Und drittens sieht Schäfer das KI- getriebene Marketing: Mithilfe von KI-Lösungen, ob in der Cloud oder zunehmend auch lokal, könnten Unternehmen ihre Produkte, Dienstleistungen und Marken neu vermarkten. Generative Engine Optimization (GEO) beerbe das bekannte SEO (Search Engine Optimization). Er erklärt, dass Händler ihre auf Shopify basierenden Onlineshops bereits seit Anfang April 2025 in Chat GPT integrieren könnten: «Da Kundinnen und Kunden sich immer häufiger für Produktempfehlungen an KI-Systeme wie Chat GPT wenden, bekommen sie nicht nur die Empfehlung genannt, sondern können diese auch gleich im Dialog mit dem Chatbot kaufen, ohne dabei noch die Website eines Onlineshops besuchen zu müssen», beschreibt Schäfer diese Vorgehensweise. Und abschliessend führt er ins Feld: «Spannend ist hier, wofür wir dann in Zukunft überhaupt noch Websites und auch Social-Media-Kanäle benötigen.»
Mitarbeiterwissen nutzen
«Wie bei den meisten Hypes – ob Web3, VR oder jetzt AI – ist die Kunst, das für das Unternehmen wichtige Signal vom Rauschen trennen zu können», erklärt Nico Wyss, Head of Blackbelt AI für Mittel- und Osteuropa bei SAP in der Schweiz. Die wichtigste Unterscheidung ist in seinen Augen jene zwischen konkretem Geschäftsnutzen und Technologie-Hype. «Meine Empfehlung: Orientieren Sie sich an Use-Cases, nicht an Buzzwords oder Technologien», rät der Experte. «Fragen Sie sich: Welche wiederkehrenden Aufgaben kosten uns Zeit? Wo brauchen wir bessere Entscheidungsgrundlagen? Wo verlieren wir Wissen?» Und dann kann man prüfen, welche KI-Technologie diese spezifischen Probleme löst.

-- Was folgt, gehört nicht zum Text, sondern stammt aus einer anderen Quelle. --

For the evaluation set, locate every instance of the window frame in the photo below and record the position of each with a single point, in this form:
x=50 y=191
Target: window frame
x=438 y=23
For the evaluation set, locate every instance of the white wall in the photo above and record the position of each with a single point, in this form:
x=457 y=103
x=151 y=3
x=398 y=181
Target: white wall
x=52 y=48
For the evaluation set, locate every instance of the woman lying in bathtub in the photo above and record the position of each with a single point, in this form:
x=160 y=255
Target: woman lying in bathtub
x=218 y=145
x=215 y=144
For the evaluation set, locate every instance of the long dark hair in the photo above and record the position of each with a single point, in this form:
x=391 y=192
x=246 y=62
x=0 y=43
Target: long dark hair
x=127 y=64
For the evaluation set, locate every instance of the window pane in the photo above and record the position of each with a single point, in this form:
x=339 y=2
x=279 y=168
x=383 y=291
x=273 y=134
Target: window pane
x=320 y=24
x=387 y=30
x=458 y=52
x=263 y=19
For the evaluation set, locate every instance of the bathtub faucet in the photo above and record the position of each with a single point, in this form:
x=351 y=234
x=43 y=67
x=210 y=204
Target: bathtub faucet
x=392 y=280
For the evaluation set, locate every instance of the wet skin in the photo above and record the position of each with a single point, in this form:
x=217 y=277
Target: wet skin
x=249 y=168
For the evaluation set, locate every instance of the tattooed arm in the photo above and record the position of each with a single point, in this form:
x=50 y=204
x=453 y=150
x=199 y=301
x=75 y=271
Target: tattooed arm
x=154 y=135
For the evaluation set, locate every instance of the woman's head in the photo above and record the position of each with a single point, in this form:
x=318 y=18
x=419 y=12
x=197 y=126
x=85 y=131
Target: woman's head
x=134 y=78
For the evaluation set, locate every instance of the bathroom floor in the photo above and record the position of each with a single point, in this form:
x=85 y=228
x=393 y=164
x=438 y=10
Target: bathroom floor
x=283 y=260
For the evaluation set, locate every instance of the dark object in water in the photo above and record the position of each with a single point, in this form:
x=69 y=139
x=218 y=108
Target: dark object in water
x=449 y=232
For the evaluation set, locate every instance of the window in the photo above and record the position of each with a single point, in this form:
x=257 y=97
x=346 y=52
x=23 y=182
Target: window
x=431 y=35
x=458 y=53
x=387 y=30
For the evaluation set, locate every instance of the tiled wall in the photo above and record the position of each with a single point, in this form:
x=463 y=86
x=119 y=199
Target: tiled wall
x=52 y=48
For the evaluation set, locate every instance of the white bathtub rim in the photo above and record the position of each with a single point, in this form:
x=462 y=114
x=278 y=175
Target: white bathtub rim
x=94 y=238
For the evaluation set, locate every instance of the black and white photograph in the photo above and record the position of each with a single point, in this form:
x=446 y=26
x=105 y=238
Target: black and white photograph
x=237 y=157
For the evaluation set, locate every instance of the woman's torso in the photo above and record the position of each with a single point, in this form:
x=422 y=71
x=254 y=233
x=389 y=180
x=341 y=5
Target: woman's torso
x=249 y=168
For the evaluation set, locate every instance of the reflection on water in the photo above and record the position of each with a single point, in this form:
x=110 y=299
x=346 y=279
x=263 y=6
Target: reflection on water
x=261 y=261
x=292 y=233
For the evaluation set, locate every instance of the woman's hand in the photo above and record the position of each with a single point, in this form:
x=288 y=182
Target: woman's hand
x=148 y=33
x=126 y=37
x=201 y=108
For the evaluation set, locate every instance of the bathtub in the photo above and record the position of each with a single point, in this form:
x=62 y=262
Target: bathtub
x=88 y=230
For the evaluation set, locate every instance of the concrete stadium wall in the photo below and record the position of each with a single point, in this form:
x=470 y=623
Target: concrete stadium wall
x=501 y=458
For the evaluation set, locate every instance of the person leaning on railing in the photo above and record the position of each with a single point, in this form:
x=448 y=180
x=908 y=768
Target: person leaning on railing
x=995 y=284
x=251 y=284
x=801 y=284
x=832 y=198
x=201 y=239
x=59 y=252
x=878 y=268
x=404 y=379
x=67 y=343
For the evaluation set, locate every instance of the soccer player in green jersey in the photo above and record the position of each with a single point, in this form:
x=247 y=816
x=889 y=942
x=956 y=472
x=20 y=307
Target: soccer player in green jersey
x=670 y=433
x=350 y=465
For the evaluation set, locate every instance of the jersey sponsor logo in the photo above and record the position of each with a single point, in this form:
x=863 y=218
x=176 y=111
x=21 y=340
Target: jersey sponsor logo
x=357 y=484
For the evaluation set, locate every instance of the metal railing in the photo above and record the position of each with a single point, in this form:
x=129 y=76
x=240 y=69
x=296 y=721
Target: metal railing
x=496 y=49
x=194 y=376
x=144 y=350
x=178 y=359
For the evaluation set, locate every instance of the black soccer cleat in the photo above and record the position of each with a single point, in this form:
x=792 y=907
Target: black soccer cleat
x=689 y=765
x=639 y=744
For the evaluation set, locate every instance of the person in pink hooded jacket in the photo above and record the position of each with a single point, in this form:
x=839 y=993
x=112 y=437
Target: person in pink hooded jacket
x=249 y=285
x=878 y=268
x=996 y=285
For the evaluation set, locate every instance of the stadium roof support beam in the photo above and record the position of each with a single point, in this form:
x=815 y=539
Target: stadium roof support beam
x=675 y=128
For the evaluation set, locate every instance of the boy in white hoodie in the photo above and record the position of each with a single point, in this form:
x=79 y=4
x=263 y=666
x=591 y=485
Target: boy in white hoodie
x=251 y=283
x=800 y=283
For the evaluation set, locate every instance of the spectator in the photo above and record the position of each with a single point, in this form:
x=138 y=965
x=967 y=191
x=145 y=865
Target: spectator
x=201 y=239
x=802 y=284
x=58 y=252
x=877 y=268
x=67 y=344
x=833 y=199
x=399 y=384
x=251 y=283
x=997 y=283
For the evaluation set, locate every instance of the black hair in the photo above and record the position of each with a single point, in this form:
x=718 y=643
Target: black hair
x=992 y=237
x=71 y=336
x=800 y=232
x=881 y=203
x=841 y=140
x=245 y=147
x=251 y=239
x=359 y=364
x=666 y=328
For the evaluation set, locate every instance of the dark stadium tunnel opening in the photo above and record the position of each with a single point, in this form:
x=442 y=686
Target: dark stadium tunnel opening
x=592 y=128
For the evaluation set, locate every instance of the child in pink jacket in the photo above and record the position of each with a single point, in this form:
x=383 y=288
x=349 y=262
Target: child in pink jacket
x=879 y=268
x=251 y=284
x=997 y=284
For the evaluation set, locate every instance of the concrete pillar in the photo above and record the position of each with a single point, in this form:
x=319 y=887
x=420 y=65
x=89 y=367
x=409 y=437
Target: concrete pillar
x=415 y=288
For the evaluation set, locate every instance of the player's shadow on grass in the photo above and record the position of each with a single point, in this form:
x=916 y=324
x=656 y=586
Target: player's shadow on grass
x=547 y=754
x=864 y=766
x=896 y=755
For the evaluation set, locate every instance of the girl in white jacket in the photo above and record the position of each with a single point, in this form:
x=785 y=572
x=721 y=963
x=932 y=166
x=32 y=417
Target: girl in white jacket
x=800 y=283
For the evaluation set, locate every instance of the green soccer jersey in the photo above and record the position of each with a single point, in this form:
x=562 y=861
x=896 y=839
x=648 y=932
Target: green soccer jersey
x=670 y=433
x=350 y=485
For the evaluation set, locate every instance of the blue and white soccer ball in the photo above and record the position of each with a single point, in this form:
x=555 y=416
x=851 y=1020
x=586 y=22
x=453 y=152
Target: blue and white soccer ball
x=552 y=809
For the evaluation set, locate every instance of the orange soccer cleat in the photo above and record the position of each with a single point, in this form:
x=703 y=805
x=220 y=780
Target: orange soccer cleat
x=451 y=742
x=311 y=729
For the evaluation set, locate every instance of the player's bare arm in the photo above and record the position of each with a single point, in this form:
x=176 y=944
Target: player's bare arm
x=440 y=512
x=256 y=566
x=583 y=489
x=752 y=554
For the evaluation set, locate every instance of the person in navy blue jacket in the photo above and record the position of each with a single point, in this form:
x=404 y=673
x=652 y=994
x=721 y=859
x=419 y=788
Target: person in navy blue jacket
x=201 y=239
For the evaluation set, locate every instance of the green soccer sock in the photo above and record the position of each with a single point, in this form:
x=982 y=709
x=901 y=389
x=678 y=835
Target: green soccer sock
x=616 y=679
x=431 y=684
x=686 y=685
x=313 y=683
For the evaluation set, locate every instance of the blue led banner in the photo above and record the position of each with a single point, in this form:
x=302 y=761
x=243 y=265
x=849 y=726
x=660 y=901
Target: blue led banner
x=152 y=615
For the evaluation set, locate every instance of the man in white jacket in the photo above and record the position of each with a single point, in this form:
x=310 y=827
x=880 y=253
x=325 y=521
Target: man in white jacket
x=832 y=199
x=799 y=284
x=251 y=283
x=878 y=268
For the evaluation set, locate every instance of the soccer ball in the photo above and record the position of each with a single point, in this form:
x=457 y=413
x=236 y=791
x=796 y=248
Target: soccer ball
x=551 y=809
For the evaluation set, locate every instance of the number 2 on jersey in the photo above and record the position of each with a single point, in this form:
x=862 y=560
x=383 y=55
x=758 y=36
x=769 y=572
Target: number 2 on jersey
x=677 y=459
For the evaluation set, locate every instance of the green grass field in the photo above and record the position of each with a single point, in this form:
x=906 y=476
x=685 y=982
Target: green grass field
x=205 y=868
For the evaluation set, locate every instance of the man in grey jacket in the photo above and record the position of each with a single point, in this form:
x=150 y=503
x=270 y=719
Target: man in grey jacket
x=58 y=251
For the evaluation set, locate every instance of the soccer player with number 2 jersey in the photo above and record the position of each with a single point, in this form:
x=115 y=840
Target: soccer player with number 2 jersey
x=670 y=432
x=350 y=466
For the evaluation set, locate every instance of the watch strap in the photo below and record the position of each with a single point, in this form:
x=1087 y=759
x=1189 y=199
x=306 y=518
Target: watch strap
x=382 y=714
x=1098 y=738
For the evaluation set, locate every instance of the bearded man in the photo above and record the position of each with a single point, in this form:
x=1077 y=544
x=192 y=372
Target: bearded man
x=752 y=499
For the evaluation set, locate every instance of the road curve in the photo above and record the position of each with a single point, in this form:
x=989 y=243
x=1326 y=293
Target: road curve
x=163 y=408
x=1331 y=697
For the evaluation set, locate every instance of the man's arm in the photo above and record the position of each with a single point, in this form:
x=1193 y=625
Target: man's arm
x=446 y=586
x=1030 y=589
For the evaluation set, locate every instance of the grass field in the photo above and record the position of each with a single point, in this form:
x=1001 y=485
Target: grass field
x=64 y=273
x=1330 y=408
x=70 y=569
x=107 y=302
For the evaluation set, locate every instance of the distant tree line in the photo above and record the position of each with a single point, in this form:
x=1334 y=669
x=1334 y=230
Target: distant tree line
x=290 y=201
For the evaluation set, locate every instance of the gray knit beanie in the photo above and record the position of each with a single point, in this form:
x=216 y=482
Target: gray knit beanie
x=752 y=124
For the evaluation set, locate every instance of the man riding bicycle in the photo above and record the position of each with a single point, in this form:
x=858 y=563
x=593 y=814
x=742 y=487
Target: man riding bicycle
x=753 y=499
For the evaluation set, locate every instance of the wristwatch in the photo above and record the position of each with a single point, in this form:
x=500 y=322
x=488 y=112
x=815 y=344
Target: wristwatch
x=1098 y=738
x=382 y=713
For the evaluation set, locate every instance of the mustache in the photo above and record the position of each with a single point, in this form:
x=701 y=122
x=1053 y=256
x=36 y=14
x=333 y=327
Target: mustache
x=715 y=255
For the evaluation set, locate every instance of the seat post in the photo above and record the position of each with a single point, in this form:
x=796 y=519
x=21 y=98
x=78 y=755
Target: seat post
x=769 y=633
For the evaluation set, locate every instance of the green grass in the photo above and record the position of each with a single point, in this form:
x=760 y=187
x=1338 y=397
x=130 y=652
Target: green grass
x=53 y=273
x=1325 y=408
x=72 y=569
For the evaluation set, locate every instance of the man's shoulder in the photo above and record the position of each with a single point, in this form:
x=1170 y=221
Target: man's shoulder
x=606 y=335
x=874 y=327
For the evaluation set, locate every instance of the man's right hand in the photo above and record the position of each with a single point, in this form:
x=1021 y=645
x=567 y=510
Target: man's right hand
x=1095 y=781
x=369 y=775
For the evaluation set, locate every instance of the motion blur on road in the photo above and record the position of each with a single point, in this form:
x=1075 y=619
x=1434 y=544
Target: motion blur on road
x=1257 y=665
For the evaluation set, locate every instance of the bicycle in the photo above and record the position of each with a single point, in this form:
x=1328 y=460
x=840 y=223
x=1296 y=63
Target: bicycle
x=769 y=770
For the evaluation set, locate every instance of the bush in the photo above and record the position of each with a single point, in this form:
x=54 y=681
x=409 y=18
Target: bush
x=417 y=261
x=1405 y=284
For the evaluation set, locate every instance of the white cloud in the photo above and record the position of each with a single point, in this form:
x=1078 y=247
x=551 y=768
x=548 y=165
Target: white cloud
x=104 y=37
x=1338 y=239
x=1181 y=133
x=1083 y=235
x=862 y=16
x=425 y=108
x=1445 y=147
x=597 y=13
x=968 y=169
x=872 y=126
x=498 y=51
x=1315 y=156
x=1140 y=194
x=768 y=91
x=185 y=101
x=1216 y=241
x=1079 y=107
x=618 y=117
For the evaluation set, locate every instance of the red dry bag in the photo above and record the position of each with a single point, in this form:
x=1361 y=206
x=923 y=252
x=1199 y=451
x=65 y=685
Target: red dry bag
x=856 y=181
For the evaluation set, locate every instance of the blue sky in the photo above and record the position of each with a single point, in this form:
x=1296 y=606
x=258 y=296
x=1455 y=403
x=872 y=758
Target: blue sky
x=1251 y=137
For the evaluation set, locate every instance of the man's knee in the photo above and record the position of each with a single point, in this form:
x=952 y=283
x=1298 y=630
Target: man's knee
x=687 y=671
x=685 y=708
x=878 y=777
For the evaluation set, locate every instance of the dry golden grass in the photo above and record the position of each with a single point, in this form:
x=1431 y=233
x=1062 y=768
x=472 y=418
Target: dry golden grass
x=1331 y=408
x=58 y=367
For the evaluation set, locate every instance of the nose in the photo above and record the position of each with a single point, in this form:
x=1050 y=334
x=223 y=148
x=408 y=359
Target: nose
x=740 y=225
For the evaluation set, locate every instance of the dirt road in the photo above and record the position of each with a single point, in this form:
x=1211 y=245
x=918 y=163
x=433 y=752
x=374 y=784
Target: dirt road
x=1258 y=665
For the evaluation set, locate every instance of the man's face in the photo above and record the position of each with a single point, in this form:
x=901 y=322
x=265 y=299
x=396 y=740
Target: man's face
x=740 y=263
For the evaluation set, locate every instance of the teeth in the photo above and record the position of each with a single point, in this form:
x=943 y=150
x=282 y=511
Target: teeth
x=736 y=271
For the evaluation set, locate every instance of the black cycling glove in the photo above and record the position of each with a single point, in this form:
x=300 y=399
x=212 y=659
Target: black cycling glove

Zudem sollte man auf messbare Outcomes achten, hält Wyss fest: «Reduziert KI nachweislich Kosten? Spart es dokumentierte Arbeitszeit? Erhöht es die Kundenzufriedenheit? Ziel sollte sein, massgeblich Top- oder Bottom-Line zu beeinflussen. Alles andere ist Consulting-Theater. Seien Sie skeptisch bei Anbietern, welche Ihnen erzählen, Sie bräuchten eine ‹KI-Transformation›. Sie brauchen Lösungen für konkrete Probleme.» Für KMU hat Nico Wyss eine klare Empfehlung: «Beginnen Sie intern mit Pilotprojekten – aber mit der richtigen Messdisziplin.» Viele Lösungen seien low-code oder sogar no-code nutzbar, etwa durch Plattformen wie Joule Studio oder N8N, oder sie sind frei verfügbar in Frameworks wie Langchain oder Pydantic AI. «Der entscheidende Punkt: Agentic AI braucht Kontext. Und genau hier liegt die Stärke integrierter Plattformen und von KI, die bereits native in Ihre Businessprozesse mitgeliefert wird», so Wyss weiter. «Ein isolierter KI-Assistent kennt die individuellen Geschäftsprozesse nicht.» Ein gut integrierter Business-Assistent hingegen weiss um die Bestellhistorie, die Lieferanten und die Finanzstrukturen. «Das ist der Unterschied zwischen einem cleveren Chatbot und einem echten Business-Assistenten.» Am wertvollsten ist es laut Wyss, interne Champions – Mitarbeitende – zu identifizieren, die experimentieren wollen. Dazu sagt er abschliessend: «Geben Sie ihnen Budget und Freiraum. Die besten KI-Anwendungen entstehen oft dort, wo Mitarbeitende ihre eigenen Schmerzpunkte lösen.»